掛了電話後,她重新回到包廂,俯身在江紹耳邊講話。
「工作室那邊有文件需要批閱,我先回去處理一下。」
江紹擡眼看她:「我送你回去。」
晚寧拿出手機看了眼時間,拒絕道:
「這個點還早,你們先玩兒吧。這裡離客房不遠,我自己回去就行,而且也不知道要處理到什麼時候。
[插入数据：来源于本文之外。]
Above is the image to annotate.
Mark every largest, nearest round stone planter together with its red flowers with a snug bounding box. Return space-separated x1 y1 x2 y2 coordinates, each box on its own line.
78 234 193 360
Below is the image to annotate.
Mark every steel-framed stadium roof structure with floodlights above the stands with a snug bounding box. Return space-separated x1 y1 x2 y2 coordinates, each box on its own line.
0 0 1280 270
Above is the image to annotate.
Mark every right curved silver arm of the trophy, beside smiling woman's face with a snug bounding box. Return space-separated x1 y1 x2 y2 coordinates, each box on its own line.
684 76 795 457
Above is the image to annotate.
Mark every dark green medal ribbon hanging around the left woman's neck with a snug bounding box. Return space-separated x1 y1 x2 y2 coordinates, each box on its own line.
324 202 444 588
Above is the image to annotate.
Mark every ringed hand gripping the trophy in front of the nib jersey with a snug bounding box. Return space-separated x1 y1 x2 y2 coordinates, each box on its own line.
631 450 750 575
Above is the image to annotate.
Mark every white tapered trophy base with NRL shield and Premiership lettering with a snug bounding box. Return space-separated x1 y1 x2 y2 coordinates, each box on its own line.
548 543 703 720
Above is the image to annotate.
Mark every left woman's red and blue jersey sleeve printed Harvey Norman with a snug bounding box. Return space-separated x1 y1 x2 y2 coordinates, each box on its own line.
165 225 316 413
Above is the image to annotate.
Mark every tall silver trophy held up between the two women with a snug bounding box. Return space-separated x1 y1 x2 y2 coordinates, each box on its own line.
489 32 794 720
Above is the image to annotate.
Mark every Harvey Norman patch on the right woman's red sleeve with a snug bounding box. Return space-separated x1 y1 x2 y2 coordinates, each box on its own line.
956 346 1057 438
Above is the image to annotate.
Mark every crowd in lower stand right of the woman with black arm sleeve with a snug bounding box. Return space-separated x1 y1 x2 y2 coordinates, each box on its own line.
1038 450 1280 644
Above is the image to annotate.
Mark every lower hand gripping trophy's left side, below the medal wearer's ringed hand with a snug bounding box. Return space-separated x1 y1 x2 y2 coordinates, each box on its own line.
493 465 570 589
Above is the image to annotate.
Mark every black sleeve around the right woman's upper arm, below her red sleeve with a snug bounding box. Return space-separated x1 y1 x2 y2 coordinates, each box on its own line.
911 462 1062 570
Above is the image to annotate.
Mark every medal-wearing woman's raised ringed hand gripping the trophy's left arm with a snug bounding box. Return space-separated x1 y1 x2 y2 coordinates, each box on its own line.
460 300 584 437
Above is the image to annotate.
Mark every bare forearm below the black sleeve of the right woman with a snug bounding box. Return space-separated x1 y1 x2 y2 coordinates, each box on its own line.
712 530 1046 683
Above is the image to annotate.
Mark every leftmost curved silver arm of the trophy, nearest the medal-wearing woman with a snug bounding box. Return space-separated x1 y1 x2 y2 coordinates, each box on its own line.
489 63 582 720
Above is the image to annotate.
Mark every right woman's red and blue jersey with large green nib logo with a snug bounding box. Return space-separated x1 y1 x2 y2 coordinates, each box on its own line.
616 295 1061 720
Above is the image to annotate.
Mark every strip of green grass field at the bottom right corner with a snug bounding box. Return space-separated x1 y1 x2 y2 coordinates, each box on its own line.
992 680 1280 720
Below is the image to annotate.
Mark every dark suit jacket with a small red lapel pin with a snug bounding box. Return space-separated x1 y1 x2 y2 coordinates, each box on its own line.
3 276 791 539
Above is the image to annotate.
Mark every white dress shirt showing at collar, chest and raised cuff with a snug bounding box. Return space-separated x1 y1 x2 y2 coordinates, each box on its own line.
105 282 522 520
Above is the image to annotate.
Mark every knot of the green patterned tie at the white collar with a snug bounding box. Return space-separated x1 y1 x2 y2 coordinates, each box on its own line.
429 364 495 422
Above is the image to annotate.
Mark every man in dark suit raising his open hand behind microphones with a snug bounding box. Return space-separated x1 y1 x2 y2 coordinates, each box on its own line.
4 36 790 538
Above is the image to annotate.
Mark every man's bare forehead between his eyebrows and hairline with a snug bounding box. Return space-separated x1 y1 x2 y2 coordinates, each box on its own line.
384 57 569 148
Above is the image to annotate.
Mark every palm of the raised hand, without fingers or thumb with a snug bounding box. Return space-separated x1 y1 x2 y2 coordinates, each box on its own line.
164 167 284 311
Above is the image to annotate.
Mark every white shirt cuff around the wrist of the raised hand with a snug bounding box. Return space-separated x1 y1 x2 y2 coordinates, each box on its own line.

」
江紹點頭,沒有再堅持。
唱歌的包廂是在6樓,而晚寧所住的客房是在次頂層的下面一層,也就是8樓。
雖然中間僅隔了兩層,但卻不在同一個片區。
從包廂裡出來,晚寧沿著空中走廊的方向去,自己一個人看著路標拐了好幾走廊和彎道才找回了原來的那個宴廳。
到了宴廳,她基本上不用再看路標就知道怎麼回去了。
這個點,大家都在各自的場內狂歡玩樂,外面並沒有什麼人,她一個人走在步梯上,可以清晰地聽到高跟鞋接觸地面發出的「噠噠」聲響。
在通往8層客房的樓梯轉角處,她看見了一個高大熟悉的身影。
那人正是易延舟。
他西裝革履,手搭在樓梯扶手處,走得很是吃力。
易延舟聽到高跟鞋的聲音,腳步刻意停了停,回頭看去。
當看到那張熟悉的面容時,他還以為是體內藥效發作產生了幻覺。
是太想她了嗎?
所以才會看見她。
直到晚寧察覺到他狀態有些不對,連忙上前扶住了他。
這一扶才發現他渾身滾燙得厲害,而且呼吸也很急促。
「易總,你發燒了?」
可看上去,似乎又和發燒有些不同。
晚寧也說不上來哪裡不對,隻覺得易延舟眼神染了些欲色,看她的眼神就像是看獵物一樣。
但她來不及多想,一邊扶著他往上走,一邊從包裡掏出手機,想打電話給遊輪上的醫務室。
剛按下幾個數字,手機就被易延舟奪了過去。
晚寧不明所以地看了他一眼,隻覺得這人怎麼生病了,力氣還那麼大。
正準備說點什麼,就看見易延舟直勾勾地盯著她瞧,好一會兒,才低啞著聲音說:
「不用,我沒事,你扶我回房休息一下就好。」
晚寧還想說些什麼,見他呼吸似又沉重了幾分,便想著先把他扶上去休息,再打電話叫醫生過來。
「在幾樓,哪個房間?」
「901房。」
易延舟手臂搭在她的肩膀上,被她扶著上樓,眼睛卻一直看著她,喉結不由得輕輕滾動。
從誘人的唇瓣,到性感的鎖骨,再到雪白的雙腿,無一不在加重體內的藥效。
他方才在會議室裡喝了一杯冰水下肚,原本還能將身體上的.欲.念強壓下去。
可現在和她緊緊貼著,易延舟卻覺得與她身體接觸的每一寸皮膚,都在血脈僨張。
她身上散發出來的獨特女人香氣,都在刺激著他的每一根神經,每一個毛孔。
他似乎快要忍到了極點,隻覺得身體.某個.地方已經開始..脹..得..發..痛。
當然這一切,晚寧都毫無察覺。
她一路扶著他上樓,累得氣喘籲籲,哪還有什麼心思想其他。
沈欣然的助理遲遲沒有傳來消息,她不得不下樓親自去找。
就在她進入電梯,電梯門合上的那一刻,晚寧正好扶著易延舟到了9樓。
好在房間離步梯的距離不遠,沒走幾步就到了。
「房卡?」
「在西褲口袋,左邊。」
易延舟一隻手搭在晚寧肩上,另一隻手還握著她的手機,這會兒也騰不出手來去掏房卡。
晚寧隻得自己伸手去他口袋裡掏。
西服口袋很深,她摸了好久才摸到房卡,卻又似是不小心碰到了什麼。
她幾乎是立馬就抽回了手,有些不可置信地瞟了他一眼。
而易延舟卻是沒忍住直接閉上了眼,喉間不自覺地發出一聲悶哼。
晚寧奇怪地看著他:「你是真的發燒了嗎?」
易延舟:「別再說話,開門。」
好在房卡已經拿出來了,晚寧開門,扶著他進去。
易延舟直接用身體關上了門,整個人貼在門上,一把將她擁入了懷裡。